Talus and moraine serve as vital groundwater reservoirs, with their associated capability to modulate the baseflow of major rivers that originate in headwater environments. Recent field-based studies conducted in the Canadian Rocky Mountains have identified a nonlinear storage-discharge relationship expressed by these surficial alpine aquifers and the importance of their spatial positioning and extent in headwater environments. However, few studies have tried to upscale our current small-scale understanding of these surficial units, to better understand how their storage-discharge dynamics influence basin-scale (i.e. 10^3-10^4 km^2) hydrology.
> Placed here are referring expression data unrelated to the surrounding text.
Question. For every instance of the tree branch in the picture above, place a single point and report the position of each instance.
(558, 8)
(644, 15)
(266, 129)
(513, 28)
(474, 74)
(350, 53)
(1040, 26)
This study aimed to develop a means to integrate several representative features associated with alpine aquifers into a basin-scale hydrological model to potentially improve its capability to estimate and predict the baseflow of mountain rivers. Specifically, this study developed a simple object-oriented image classification workflow to map the spatial extent and distribution of talus and moraine, among other alpine landcover, in addition to validating the capability of a previously discerned simple exponential function to emulate the aforementioned groundwater storage-discharge relationship expressed by alpine aquifers. The resulting object-oriented workflow did well to capture the spatial variability of the aquifers present in the 2228 km^2 Upper Bow River Basin in Alberta Canada, yielding an overall accuracy rating of 90%, while providing an efficient means to extract the aquifer’s spatial characteristics. The exponential function was then tested in a small first-order watershed in the Canadian Rocky Mountains and simulated watershed’s groundwater storage-discharge dynamics to a similar accuracy compared to a distributed physically-based groundwater flow model implemented in the same area. This suggests that the function potentially has the capacity to be integrated as the new baseflow function in a basin-scale hydrologic model and likely improve its capability to accurately estimate and predict the baseflow of mountain rivers. The underlying framework of the Modélisation Environnementale communautaire (MEC) - Surface Hydrology (MESH) model, a basin-scale hydrological model widely implemented in alpine regions in Canada, is presented to demonstrate how these representative features associated with alpine aquifers could be integrated into such a model.